Il risultato è una nuova colonna che contiene la geometria del punto più vicino, aprendo la strada a calcoli di distanza, analisi di rete o valutazioni di accessibilità.

Regressione spaziale – modellare variabili dipendenti in funzione della posizione

Per studiare fenomeni influenzati dal contesto geografico, come la criminalità o la diffusione di malattie, si ricorre a modelli di regressione spaziale.
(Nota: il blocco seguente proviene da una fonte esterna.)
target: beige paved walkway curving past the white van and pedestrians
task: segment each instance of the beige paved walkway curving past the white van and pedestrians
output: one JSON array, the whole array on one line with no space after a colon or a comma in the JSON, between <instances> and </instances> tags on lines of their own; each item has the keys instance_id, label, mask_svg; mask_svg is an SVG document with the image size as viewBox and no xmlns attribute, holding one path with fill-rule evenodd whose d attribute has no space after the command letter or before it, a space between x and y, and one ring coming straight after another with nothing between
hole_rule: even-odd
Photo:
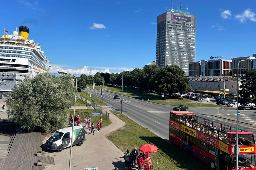
<instances>
[{"instance_id":1,"label":"beige paved walkway curving past the white van and pedestrians","mask_svg":"<svg viewBox=\"0 0 256 170\"><path fill-rule=\"evenodd\" d=\"M77 108L77 107L76 107ZM86 141L82 146L74 146L72 149L72 169L85 169L98 167L98 170L112 170L118 167L123 170L125 162L123 159L123 152L117 148L106 135L112 133L119 128L125 126L125 123L113 115L109 107L102 107L109 112L109 119L112 124L106 128L102 128L100 132L97 130L93 134L85 135ZM103 120L104 124L104 120ZM97 129L97 128L95 128ZM87 129L85 130L87 131ZM70 147L63 149L62 152L51 152L45 148L44 143L46 139L42 138L44 156L49 155L54 157L55 165L47 166L48 170L65 170L69 166ZM137 168L136 168L137 169Z\"/></svg>"}]
</instances>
L’esempio utilizza pysal, una libreria dedicata all’analisi spaziale, per costruire un modello SAR (Spatial Autoregressive) basato su un peso di vicinato k‑nearest neighbours.

import libpysal
import spreg  # Variabili indipendenti
X = gdf[['popolazione', 'densita']].values
y = gdf['indice_criminalità'].values

# Matrice di pesi basata sul k‑nearest neighbours
w = libpysal.weights.KNN.from_dataframe(gdf, k=5)
w.transform = 'r'

# Modello di regressione spaziale (SAR)
model = spreg.GM_Lag(y, X, w=w, name_y='indice_criminalità',
                    name_x=['popolazione', 'densita'])
print(model.summary)

Il modello tiene conto dell’influenza dei dati circostanti, migliorando l’accuratezza delle previsioni rispetto a una regressione tradizionale. È possibile estendere l’analisi includendo ulteriori covariate o utilizzando diversi schemi di pesi spaziali.
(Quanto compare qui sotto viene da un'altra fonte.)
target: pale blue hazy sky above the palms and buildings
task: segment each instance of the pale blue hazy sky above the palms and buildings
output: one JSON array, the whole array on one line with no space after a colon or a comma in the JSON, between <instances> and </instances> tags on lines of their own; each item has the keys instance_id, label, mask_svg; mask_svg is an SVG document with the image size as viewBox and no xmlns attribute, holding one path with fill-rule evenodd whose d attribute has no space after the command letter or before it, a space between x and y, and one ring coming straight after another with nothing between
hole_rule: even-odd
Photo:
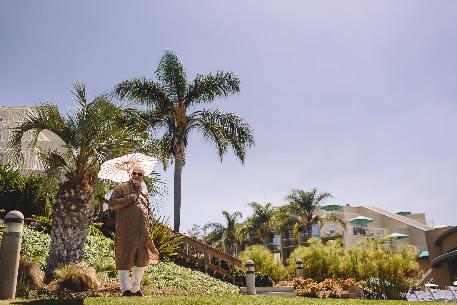
<instances>
[{"instance_id":1,"label":"pale blue hazy sky above the palms and buildings","mask_svg":"<svg viewBox=\"0 0 457 305\"><path fill-rule=\"evenodd\" d=\"M234 71L256 147L241 166L191 134L181 229L293 187L329 202L423 212L456 225L455 1L7 1L0 11L0 105L58 103L154 77L166 48L189 79ZM173 172L165 173L170 190ZM164 215L172 215L172 198ZM172 221L171 221L172 222Z\"/></svg>"}]
</instances>

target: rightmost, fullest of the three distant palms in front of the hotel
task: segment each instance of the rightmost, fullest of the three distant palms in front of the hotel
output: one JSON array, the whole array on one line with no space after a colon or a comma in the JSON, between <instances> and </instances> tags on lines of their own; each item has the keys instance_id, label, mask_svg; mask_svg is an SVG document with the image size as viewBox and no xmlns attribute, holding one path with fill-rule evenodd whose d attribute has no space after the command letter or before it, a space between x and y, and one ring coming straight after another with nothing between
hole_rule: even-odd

Clustering spaziale – raggruppare geometrie simili

Il clustering permette di identificare aree omogenee all’interno di un territorio. Combinando scikit‑learn con le coordinate dei centroidi delle geometrie, è possibile creare gruppi di punti con caratteristiche similari, ad esempio per definire zone di intervento urbano o per segmentare il mercato.

from sklearn.cluster import KMeans

# Calcolo dei centroidi
centroids = gdf.geometry.centroid
coords = centroids.apply(lambda p: [p.x, p.y]).tolist()

kmeans = KMeans(n_clusters=4, random_state=0).fit(coords)
gdf['cluster'] = kmeans.labels_

# Visualizzazione dei cluster
gdf.plot(column='cluster', cmap='Set2', legend=True, figsize=(8, 6))
plt.title("Clustering spaziale dei punti")
plt.show()

Il risultato è una mappa suddivisa in quattro gruppi, ogni colore rappresenta un cluster distintivo. Questa visualizzazione facilita l’individuazione di pattern geospaziali e supporta decisioni basate su evidenze territoriali.

Conclusioni

Abbiamo mostrato come GeoPandas, in sinergia con librerie come Shapely, Fiona, Pyproj, Matplotlib, geopy, pysal e scikit‑learn, costituisca un ecosistema completo per il workflow di analisi spaziale. Dalla lettura e trasformazione dei dati, passando per operazioni di filtraggio e aggregazione, fino alla creazione di mappe tematiche e all’applicazione di tecniche statistiche avanzate, tutto è gestibile interamente in Python.

La combinazione di una sintassi intuitiva con potenti capacità computazionali rende GeoPandas una scelta ideale per professionisti di enti pubblici, aziende private e organizzazioni non profit. Che si tratti di pianificazione urbana, monitoraggio ambientale o analisi socio‑economiche, gli strumenti presentati permettono di estrarre valore dai dati geografici in modo rapido ed efficace.

Invitiamo i lettori a sperimentare con i propri dataset, a esplorare ulteriori funzioni della libreria e a contribuire alla comunità open‑source. La continuità dell’evoluzione di GeoPandas e delle sue dipendenze garantisce che le possibilità di analisi spaziale in Python continueranno a crescere, aprendo nuove frontiere per il data science geospaziale.